As centrais sindicais anunciariam que o presidente Luiz Inácio Lula da Silva vai receber uma delegação de sindicalistas na próxima quarta-feira (15), logo após a nova Conferência Nacional da Classe Trabalhadora (Conclat 2026). A agenda completa a ser cumprida em Brasília foi divulgada nesta quinta-feira (9) e será a mais importante mobilização do movimento sindical neste ano.
De acordo com as entidades, a concentração será a partir de 8 horas de 15 de abril, no Teatro Nacional Claudio Santoro. São esperados 15 mil trabalhadores na capital federal. É no teatro que, das 9 às 11 horas, oito centrais – CTB, CUT, Força Sindical, UGT, CSB, NCST, Intersindical e Pública – promovem a Conclat.
Com o lema, “Empregos, direitos, democracia, soberania e vida digna”, a conferência vai debater e aprovar a “Pauta da Classe Trabalhadora – Prioridades 2026”, com 68 reivindicações. O documento apresentará propostas unificadas para impulsionar a participação do sindicalismo nas eleições 2026, repetindo as experiências das conferências de 2010 e 2022, também realizadas em anos de disputa presidencial.
A programação ocorre no momento em que a Câmara dos Deputados debate a proposta de redução de jornada de trabalho para 40 horas semanais e o fim da escala 6×1 – duas das pautas prioritárias das centrais. As centrais também destacam o combate ao feminicídio e à pejotização, o fortalecimento das negociações coletivas, o direito de negociação para os servidores e a regulamentação do trabalho mediado por aplicativos.
Marcha
Encerrada a Conclat, a próxima etapa será a Marcha a Brasília. Os trabalhadores irão em passeata até o Congresso Nacional e o Palácio do Planalto. Além de Lula, as entidades tentarão entregar a “Pauta da Classe Trabalhadora” aos presidentes da Câmara, Hugo Motta (Republicanos-PB), e do Senado, Davi Alcolumbre (União Brasil-AP).
Enquanto dirigentes das centrais se reunirem com as autoridades, os trabalhadores permanecerão na Esplanada dos Ministérios.
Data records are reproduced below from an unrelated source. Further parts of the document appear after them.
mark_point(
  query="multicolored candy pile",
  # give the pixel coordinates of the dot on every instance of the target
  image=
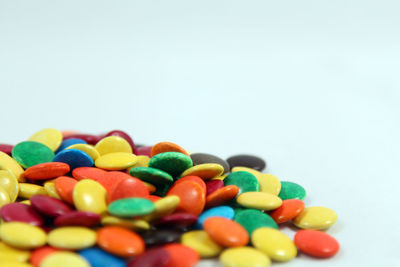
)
(70, 199)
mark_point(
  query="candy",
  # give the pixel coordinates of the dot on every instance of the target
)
(201, 242)
(72, 237)
(100, 258)
(191, 195)
(217, 229)
(252, 219)
(47, 170)
(9, 183)
(317, 218)
(89, 195)
(292, 190)
(49, 206)
(18, 212)
(259, 200)
(249, 161)
(120, 241)
(22, 235)
(244, 180)
(316, 243)
(74, 158)
(201, 158)
(173, 163)
(113, 144)
(244, 257)
(289, 209)
(117, 204)
(129, 207)
(64, 259)
(274, 243)
(30, 153)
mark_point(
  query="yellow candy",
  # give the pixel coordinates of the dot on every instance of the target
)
(29, 190)
(202, 243)
(10, 184)
(72, 237)
(136, 225)
(142, 161)
(22, 235)
(8, 253)
(205, 171)
(259, 200)
(163, 207)
(116, 161)
(15, 264)
(49, 137)
(244, 257)
(113, 144)
(64, 259)
(4, 197)
(88, 149)
(51, 189)
(90, 196)
(316, 218)
(268, 183)
(275, 244)
(10, 164)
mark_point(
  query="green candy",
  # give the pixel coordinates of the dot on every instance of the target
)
(151, 175)
(244, 180)
(252, 219)
(291, 190)
(173, 163)
(30, 153)
(129, 207)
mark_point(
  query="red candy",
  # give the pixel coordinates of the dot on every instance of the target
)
(49, 206)
(88, 173)
(78, 218)
(213, 185)
(47, 170)
(315, 243)
(129, 187)
(289, 209)
(18, 212)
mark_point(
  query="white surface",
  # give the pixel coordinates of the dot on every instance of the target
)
(311, 86)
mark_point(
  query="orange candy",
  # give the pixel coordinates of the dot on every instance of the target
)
(222, 196)
(65, 187)
(181, 256)
(129, 187)
(111, 179)
(226, 232)
(40, 253)
(166, 147)
(196, 179)
(120, 241)
(289, 209)
(88, 173)
(192, 197)
(47, 170)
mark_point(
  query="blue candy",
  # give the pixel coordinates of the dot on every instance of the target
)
(69, 142)
(100, 258)
(221, 211)
(74, 158)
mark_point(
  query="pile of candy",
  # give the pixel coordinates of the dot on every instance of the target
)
(70, 199)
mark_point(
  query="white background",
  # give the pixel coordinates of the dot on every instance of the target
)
(311, 86)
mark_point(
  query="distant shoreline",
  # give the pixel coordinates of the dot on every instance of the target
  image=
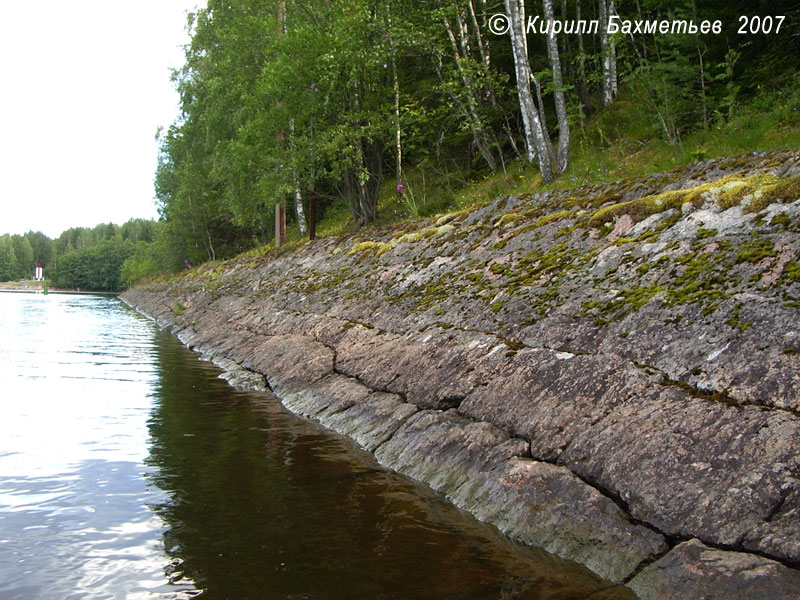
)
(36, 288)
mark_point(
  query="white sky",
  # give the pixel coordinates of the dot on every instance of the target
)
(83, 87)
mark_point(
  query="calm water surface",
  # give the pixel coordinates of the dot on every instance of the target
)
(129, 470)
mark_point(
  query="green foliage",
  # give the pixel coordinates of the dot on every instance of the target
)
(96, 267)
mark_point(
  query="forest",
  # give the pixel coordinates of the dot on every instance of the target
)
(368, 111)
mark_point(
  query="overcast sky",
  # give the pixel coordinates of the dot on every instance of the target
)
(83, 87)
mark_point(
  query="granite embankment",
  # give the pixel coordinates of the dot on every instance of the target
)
(610, 373)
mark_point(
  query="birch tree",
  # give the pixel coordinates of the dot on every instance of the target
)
(562, 158)
(609, 54)
(536, 138)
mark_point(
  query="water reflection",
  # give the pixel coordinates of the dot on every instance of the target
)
(75, 521)
(266, 505)
(128, 470)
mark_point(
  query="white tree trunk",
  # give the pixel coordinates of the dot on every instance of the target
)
(535, 137)
(562, 158)
(608, 52)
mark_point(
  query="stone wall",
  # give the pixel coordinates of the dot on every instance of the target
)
(610, 373)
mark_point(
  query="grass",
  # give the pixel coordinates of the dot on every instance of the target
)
(619, 142)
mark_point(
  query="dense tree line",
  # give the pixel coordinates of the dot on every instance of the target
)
(86, 258)
(285, 100)
(282, 99)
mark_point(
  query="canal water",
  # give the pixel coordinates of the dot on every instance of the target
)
(130, 470)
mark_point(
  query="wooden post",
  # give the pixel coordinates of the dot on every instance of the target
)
(312, 215)
(280, 225)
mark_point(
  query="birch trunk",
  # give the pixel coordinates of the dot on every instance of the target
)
(479, 134)
(562, 157)
(609, 54)
(535, 136)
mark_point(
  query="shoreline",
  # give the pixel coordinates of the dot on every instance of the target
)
(620, 393)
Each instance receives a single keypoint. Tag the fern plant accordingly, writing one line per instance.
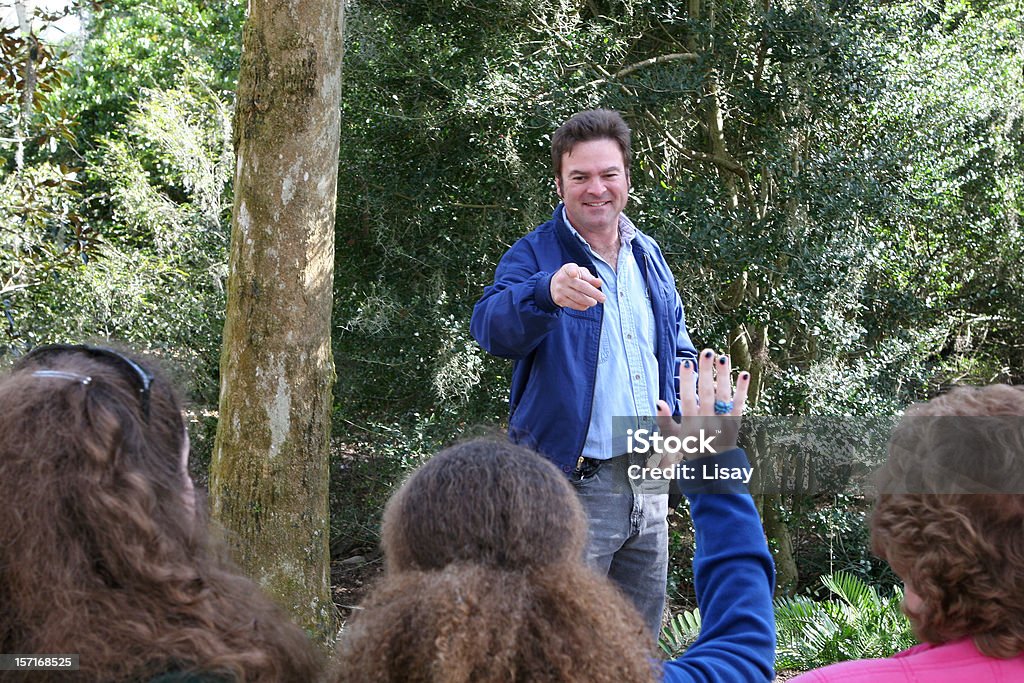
(858, 623)
(679, 633)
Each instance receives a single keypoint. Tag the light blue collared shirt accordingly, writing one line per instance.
(627, 369)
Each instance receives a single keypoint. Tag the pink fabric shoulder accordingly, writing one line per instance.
(951, 663)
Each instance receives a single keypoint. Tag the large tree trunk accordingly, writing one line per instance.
(269, 470)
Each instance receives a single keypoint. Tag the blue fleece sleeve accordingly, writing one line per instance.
(516, 312)
(734, 575)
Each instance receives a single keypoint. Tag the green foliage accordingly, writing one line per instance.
(858, 623)
(155, 276)
(680, 632)
(134, 45)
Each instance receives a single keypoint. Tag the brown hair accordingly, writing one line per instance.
(100, 554)
(586, 126)
(961, 551)
(485, 582)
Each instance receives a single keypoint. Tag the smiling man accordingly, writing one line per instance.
(587, 307)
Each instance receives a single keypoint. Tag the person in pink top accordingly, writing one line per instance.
(949, 519)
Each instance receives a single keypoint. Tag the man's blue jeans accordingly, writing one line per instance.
(628, 537)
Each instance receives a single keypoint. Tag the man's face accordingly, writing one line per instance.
(594, 185)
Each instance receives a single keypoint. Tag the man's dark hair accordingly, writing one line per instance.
(586, 126)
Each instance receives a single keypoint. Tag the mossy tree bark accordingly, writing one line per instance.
(269, 467)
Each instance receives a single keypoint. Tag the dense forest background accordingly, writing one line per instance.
(838, 186)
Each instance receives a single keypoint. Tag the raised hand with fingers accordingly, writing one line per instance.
(708, 404)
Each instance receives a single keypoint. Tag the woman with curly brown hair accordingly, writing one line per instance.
(103, 551)
(949, 519)
(485, 579)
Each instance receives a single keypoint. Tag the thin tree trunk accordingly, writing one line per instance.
(269, 467)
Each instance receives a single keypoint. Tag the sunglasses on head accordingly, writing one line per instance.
(139, 375)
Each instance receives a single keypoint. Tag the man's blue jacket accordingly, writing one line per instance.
(556, 349)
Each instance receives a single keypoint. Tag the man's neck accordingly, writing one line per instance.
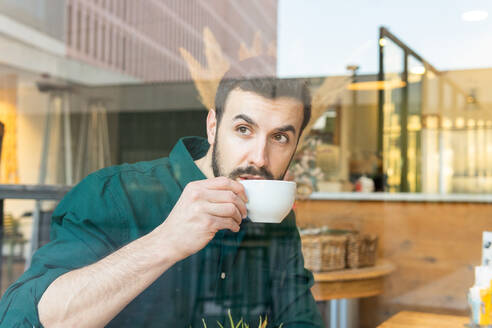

Ainda no dia 15, após esse conjunto de agendas, as caravanas sindicais regressam para seus estados.
“Brasília será palco de uma vigorosa Marcha da Classe Trabalhadora”, prevê Adilson Araújo, presidente da CTB (Central dos Trabalhadores e Trabalhadoras do Brasil). Segundo ele, a pauta a ser aprovada na Conclat resume “uma agenda de luta em prol do bem-estar do povo e dos interesses maiores da nação, que coincidem com as demandas e os movimentos da classe trabalhadora”.
No centro da luta está o fim da escala 6×1. “Transformar este anseio de dezenas de milhões de trabalhadoras e trabalhadores brasileiros em lei vai demandar muita mobilização”, diz Adilson. “A Marcha da Classe Trabalhadora na próxima quarta-feira, no Distrito Federal, será uma contribuição de grande relevância para alcançar este objetivo.”